Spanking upheld by Supreme Court
Globe and Mail,
By OLIVER MOORE,
January 30, 2004
Parents can legally spank their children, the Supreme Court ruled Friday.
By a 6-3 vote, the Justices upheld Section 43 of the Criminal Code, which allows parents and authority figures to use “reasonable force” on children under their care. But they applied new limits to the century-old law.
They ruled that parents cannot use corporal punishment on infants or for teenagers, cannot strike with objects and cannot hit the head of a child.
The general rule, set out by Chief Justice Beverley McLachlin, is that corporal punishment should be legally acceptable must involve only “minor corrective force of a transitory and trifling nature.”
The case was brought by The Canadian Foundation for Children, Youth and the Law, which argued in court that legally allowing children to be hit renders them second-class citizens, unprotected by the same laws as everyone else.
The Attorney-General does not advocate spanking but feared that cancelling Section 43 could leave parents liable for prosecution every time they touch their children.
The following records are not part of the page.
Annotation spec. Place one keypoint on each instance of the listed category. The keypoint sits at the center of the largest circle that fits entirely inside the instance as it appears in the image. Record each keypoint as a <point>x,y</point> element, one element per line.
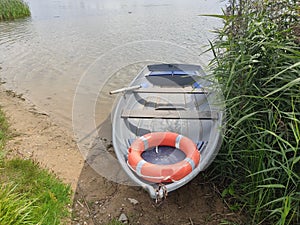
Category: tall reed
<point>13,9</point>
<point>257,63</point>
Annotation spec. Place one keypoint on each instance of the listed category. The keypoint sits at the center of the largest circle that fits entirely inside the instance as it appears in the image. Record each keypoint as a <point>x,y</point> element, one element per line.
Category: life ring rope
<point>163,173</point>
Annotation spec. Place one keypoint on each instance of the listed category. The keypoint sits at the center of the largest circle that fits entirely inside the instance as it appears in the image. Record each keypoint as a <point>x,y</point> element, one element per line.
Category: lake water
<point>68,47</point>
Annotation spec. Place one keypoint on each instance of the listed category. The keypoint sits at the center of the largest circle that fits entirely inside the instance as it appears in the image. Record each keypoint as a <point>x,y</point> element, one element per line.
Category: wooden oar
<point>125,89</point>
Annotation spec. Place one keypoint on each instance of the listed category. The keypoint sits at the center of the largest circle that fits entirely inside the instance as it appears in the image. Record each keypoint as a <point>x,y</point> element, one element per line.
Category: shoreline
<point>37,137</point>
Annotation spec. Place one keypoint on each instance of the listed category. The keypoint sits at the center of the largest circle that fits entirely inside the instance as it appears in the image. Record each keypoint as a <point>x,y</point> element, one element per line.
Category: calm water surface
<point>46,56</point>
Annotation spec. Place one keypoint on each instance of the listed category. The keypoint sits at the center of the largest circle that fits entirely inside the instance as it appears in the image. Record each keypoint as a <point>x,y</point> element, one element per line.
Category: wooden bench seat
<point>170,114</point>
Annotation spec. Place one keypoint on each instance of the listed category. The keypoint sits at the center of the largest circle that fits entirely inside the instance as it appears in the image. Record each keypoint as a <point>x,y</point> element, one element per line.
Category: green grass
<point>29,194</point>
<point>13,9</point>
<point>257,63</point>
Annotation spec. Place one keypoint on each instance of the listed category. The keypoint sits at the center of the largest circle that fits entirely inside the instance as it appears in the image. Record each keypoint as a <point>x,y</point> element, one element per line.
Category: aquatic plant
<point>257,63</point>
<point>13,9</point>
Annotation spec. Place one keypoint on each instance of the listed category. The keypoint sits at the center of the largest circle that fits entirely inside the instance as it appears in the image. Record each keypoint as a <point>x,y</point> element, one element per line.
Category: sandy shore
<point>97,200</point>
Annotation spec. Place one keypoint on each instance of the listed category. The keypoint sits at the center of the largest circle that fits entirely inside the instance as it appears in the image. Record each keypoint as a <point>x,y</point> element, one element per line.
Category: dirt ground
<point>97,200</point>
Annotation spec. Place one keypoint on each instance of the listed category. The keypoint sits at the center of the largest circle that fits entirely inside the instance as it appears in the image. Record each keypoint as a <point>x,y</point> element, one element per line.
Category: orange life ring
<point>163,173</point>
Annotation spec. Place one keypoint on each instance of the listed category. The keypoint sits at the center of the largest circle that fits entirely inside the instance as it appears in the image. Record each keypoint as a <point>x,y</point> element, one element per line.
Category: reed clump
<point>28,194</point>
<point>13,9</point>
<point>257,64</point>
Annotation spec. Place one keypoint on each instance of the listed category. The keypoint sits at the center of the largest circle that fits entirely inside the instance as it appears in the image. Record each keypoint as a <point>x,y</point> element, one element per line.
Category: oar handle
<point>125,89</point>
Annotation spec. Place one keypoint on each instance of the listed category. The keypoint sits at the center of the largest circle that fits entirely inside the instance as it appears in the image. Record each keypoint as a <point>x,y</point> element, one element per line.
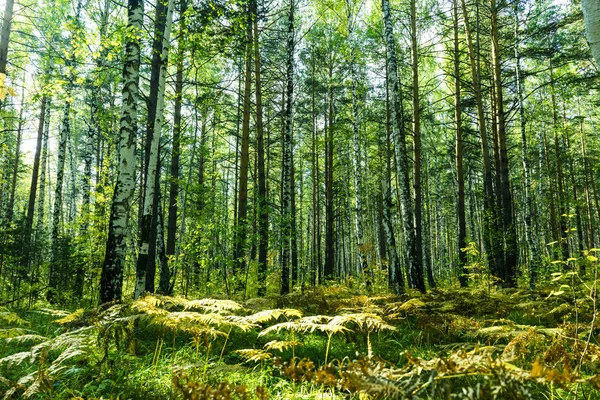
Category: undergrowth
<point>326,343</point>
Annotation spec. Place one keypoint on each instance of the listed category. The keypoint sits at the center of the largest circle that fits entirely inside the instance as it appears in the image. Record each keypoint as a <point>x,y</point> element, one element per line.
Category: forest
<point>299,199</point>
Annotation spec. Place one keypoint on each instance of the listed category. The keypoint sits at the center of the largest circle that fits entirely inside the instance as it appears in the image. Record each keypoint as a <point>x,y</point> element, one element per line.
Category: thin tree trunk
<point>534,251</point>
<point>241,225</point>
<point>16,163</point>
<point>111,282</point>
<point>494,253</point>
<point>144,261</point>
<point>356,143</point>
<point>263,207</point>
<point>286,199</point>
<point>34,180</point>
<point>415,268</point>
<point>176,146</point>
<point>460,176</point>
<point>511,250</point>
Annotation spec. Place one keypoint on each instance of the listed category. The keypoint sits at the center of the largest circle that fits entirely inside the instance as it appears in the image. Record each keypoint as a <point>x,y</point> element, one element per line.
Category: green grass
<point>132,354</point>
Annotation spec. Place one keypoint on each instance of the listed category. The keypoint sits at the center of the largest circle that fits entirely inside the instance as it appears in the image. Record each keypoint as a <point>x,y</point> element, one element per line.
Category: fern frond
<point>255,355</point>
<point>12,332</point>
<point>15,359</point>
<point>10,318</point>
<point>281,345</point>
<point>264,316</point>
<point>26,339</point>
<point>364,321</point>
<point>71,317</point>
<point>213,305</point>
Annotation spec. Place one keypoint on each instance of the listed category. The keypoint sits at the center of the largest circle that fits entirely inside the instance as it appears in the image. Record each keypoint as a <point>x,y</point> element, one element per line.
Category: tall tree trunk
<point>5,37</point>
<point>286,167</point>
<point>534,251</point>
<point>16,163</point>
<point>415,267</point>
<point>316,205</point>
<point>329,267</point>
<point>494,253</point>
<point>591,15</point>
<point>263,205</point>
<point>34,180</point>
<point>111,283</point>
<point>395,276</point>
<point>56,262</point>
<point>144,261</point>
<point>562,201</point>
<point>356,143</point>
<point>511,250</point>
<point>241,224</point>
<point>460,175</point>
<point>176,147</point>
<point>417,145</point>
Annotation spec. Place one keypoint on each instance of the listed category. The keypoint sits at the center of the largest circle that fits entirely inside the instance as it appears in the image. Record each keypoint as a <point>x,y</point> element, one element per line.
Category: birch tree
<point>111,283</point>
<point>148,217</point>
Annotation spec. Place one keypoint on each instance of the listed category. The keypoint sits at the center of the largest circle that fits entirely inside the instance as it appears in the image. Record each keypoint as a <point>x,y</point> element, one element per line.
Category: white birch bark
<point>140,284</point>
<point>116,244</point>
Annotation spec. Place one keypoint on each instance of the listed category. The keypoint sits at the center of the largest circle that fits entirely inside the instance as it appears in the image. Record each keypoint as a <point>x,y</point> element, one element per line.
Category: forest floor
<point>327,343</point>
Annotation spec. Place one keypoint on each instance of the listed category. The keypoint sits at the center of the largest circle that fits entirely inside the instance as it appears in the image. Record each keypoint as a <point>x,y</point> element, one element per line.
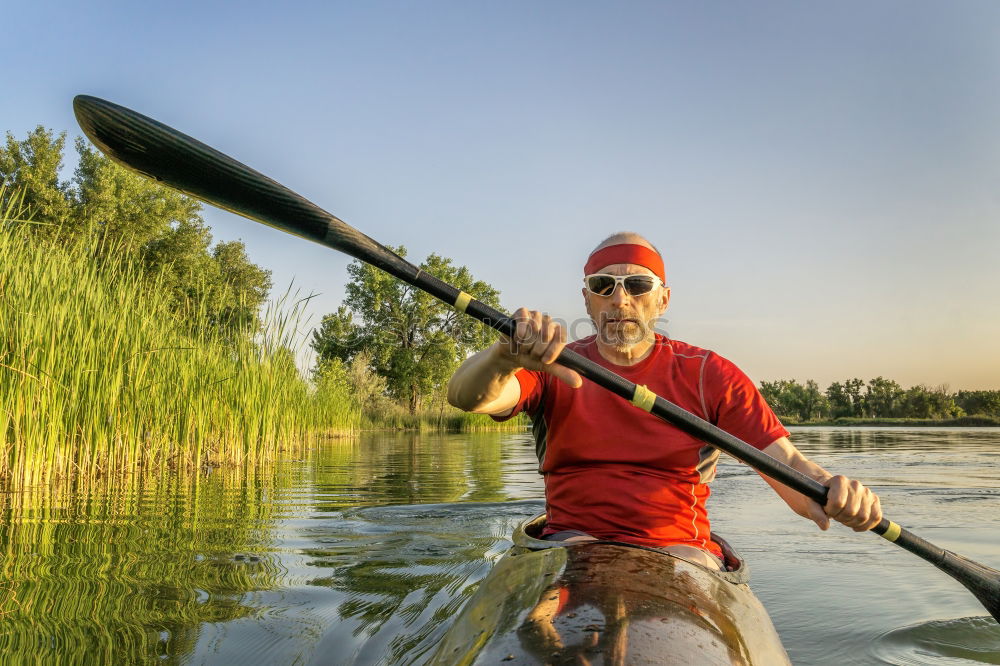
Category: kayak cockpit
<point>608,603</point>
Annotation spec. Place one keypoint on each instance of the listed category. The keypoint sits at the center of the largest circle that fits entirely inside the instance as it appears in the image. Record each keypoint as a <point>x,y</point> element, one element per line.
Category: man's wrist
<point>503,360</point>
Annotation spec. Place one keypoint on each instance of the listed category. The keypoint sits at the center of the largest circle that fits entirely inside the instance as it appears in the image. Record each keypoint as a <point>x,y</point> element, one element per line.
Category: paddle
<point>180,162</point>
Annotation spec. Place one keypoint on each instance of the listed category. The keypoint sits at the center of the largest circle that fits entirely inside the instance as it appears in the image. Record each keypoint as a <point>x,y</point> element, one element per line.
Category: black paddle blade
<point>178,161</point>
<point>981,580</point>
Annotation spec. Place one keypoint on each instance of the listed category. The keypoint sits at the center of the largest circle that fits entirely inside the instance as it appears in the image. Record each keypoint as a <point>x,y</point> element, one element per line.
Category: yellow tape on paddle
<point>643,398</point>
<point>893,532</point>
<point>462,301</point>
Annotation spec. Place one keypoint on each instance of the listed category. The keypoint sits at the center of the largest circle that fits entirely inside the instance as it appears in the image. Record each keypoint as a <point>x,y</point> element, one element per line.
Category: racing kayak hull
<point>609,603</point>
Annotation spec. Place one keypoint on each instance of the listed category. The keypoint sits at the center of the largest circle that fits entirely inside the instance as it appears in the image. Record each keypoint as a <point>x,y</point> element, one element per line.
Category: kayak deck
<point>608,603</point>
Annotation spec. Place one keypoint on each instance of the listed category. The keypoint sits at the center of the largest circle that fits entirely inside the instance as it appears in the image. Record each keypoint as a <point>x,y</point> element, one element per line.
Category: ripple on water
<point>964,640</point>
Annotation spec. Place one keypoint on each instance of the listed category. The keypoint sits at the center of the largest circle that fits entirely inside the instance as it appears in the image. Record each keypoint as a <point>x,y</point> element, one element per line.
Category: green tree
<point>982,403</point>
<point>778,395</point>
<point>846,398</point>
<point>31,168</point>
<point>115,212</point>
<point>414,341</point>
<point>808,401</point>
<point>883,398</point>
<point>921,402</point>
<point>123,210</point>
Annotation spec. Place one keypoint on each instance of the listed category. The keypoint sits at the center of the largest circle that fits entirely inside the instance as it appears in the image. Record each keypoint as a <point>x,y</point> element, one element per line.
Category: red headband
<point>626,253</point>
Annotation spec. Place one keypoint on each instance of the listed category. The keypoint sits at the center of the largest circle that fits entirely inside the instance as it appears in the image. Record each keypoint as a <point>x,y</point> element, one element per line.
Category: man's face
<point>622,320</point>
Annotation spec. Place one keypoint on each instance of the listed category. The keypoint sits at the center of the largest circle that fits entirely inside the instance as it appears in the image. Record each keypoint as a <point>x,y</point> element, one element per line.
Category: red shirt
<point>616,472</point>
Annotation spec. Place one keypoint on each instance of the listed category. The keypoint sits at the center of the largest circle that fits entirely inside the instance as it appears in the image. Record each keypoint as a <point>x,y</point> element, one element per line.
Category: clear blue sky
<point>821,177</point>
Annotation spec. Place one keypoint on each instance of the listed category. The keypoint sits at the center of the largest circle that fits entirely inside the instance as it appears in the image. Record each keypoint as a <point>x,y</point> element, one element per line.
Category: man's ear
<point>664,300</point>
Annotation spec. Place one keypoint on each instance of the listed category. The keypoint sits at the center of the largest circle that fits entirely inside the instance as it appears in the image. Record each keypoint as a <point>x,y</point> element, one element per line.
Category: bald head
<point>629,237</point>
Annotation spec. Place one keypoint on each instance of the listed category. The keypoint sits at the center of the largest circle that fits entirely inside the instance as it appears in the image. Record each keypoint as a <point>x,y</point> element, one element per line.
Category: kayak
<point>603,602</point>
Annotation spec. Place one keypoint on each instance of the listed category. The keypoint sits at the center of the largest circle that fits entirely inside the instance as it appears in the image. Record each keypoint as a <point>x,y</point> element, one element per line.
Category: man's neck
<point>628,355</point>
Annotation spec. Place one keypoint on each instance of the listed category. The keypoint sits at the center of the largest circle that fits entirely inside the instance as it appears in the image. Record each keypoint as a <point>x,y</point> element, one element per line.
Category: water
<point>361,551</point>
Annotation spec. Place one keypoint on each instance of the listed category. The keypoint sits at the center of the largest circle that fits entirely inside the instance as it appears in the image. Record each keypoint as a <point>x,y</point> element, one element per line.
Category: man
<point>612,471</point>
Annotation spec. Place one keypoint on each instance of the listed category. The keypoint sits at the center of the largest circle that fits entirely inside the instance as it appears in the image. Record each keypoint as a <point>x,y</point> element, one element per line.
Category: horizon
<point>821,181</point>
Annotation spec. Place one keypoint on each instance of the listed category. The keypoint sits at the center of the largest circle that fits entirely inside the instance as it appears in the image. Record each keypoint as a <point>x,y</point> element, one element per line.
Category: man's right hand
<point>485,382</point>
<point>537,343</point>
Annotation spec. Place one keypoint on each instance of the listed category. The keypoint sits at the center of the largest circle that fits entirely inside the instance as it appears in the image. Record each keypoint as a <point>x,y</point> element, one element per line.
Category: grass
<point>98,376</point>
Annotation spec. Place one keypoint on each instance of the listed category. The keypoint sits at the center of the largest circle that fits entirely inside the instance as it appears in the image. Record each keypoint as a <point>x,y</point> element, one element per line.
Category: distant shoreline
<point>963,422</point>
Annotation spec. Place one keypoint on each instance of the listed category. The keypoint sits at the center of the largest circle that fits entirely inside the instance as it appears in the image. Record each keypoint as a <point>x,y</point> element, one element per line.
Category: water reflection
<point>122,572</point>
<point>355,551</point>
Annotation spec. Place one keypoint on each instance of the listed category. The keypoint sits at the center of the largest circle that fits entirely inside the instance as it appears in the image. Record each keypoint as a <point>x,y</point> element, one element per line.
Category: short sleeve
<point>736,406</point>
<point>531,383</point>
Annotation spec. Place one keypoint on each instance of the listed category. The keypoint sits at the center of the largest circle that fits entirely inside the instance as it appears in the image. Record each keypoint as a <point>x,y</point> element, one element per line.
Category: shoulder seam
<point>701,385</point>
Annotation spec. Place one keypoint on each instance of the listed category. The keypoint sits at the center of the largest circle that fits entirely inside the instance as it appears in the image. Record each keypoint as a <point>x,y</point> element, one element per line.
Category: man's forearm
<point>485,383</point>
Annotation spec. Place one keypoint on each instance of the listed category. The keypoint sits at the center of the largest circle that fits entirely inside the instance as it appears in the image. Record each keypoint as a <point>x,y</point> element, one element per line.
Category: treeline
<point>878,398</point>
<point>118,216</point>
<point>396,346</point>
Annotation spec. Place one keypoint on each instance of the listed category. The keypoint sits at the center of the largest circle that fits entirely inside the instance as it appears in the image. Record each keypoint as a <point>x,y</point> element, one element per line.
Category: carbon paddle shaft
<point>178,161</point>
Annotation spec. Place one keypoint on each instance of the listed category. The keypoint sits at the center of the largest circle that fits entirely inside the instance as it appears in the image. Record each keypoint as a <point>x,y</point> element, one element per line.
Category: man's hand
<point>537,343</point>
<point>848,501</point>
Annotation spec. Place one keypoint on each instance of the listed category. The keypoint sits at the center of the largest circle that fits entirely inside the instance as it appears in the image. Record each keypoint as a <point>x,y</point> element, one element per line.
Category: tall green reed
<point>99,375</point>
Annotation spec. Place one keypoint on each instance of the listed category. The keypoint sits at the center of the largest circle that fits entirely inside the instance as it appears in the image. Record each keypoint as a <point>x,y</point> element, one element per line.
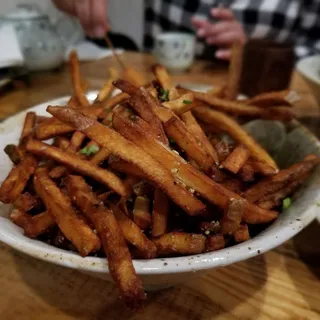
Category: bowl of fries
<point>156,183</point>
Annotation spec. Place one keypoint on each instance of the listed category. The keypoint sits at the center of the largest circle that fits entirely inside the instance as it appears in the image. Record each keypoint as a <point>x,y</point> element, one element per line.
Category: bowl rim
<point>301,68</point>
<point>261,243</point>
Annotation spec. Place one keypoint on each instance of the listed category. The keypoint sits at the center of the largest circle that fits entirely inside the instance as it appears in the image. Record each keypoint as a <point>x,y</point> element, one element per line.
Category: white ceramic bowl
<point>310,69</point>
<point>175,50</point>
<point>161,273</point>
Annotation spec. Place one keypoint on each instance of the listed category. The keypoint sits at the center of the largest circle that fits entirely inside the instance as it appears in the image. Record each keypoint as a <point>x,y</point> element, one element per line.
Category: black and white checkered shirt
<point>280,20</point>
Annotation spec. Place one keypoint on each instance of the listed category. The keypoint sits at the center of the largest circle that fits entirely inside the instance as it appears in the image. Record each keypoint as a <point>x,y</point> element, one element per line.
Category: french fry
<point>234,74</point>
<point>17,179</point>
<point>247,172</point>
<point>214,243</point>
<point>107,89</point>
<point>182,104</point>
<point>28,127</point>
<point>180,243</point>
<point>273,200</point>
<point>14,153</point>
<point>60,208</point>
<point>26,202</point>
<point>82,166</point>
<point>231,219</point>
<point>135,77</point>
<point>274,98</point>
<point>242,233</point>
<point>276,182</point>
<point>134,235</point>
<point>261,167</point>
<point>178,131</point>
<point>218,91</point>
<point>165,81</point>
<point>126,150</point>
<point>118,255</point>
<point>236,160</point>
<point>145,111</point>
<point>76,80</point>
<point>197,131</point>
<point>33,226</point>
<point>231,127</point>
<point>141,213</point>
<point>160,213</point>
<point>100,156</point>
<point>192,178</point>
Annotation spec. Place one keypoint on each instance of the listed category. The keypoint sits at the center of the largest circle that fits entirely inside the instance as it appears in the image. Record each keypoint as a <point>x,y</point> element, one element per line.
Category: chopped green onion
<point>164,95</point>
<point>90,150</point>
<point>286,203</point>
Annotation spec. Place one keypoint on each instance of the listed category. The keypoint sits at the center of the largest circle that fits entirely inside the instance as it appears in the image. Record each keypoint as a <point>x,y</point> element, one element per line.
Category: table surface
<point>281,284</point>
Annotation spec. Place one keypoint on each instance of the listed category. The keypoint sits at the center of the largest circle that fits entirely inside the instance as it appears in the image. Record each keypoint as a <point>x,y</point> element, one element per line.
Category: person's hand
<point>222,33</point>
<point>92,14</point>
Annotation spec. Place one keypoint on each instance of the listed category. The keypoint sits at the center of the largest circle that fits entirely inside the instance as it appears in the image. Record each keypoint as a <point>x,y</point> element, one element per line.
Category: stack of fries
<point>145,174</point>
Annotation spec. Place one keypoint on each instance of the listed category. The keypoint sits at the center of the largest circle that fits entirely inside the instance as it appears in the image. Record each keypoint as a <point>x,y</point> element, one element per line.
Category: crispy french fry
<point>236,160</point>
<point>235,131</point>
<point>133,234</point>
<point>59,206</point>
<point>218,91</point>
<point>274,98</point>
<point>53,127</point>
<point>40,119</point>
<point>28,127</point>
<point>165,81</point>
<point>160,213</point>
<point>242,233</point>
<point>118,255</point>
<point>134,76</point>
<point>107,89</point>
<point>197,131</point>
<point>235,69</point>
<point>128,151</point>
<point>231,219</point>
<point>76,80</point>
<point>33,226</point>
<point>102,155</point>
<point>141,213</point>
<point>180,243</point>
<point>261,167</point>
<point>14,153</point>
<point>26,202</point>
<point>276,182</point>
<point>17,179</point>
<point>274,199</point>
<point>182,104</point>
<point>178,131</point>
<point>214,243</point>
<point>192,178</point>
<point>82,166</point>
Federal lawyers argued that the law strikes a balance between the needs of parents and the rights of children.
Section 43 dates from the late 19th-century, but has been updated several times.
A criminal lawyer said Friday that the fact that the case was even heard by the Supreme Court shows that social mores are changing quickly.
“We're just not yet at the point of being able to say that a parent spanking their child is something that the state should get involved in, I think that's what they're saying,” Rick Storey told CTV Newsnet.
“I think attitudes are changing. In 15 or 20 years, I would suspect we wouldn't be having this conversation, in that the child's rights will be absolutely paramount and society will have outlawed the behaviour.
"But if you go back 20 year or 30 years, when some of us grew up, I can remember being strapped by my principal, and that was entirely acceptable by society.”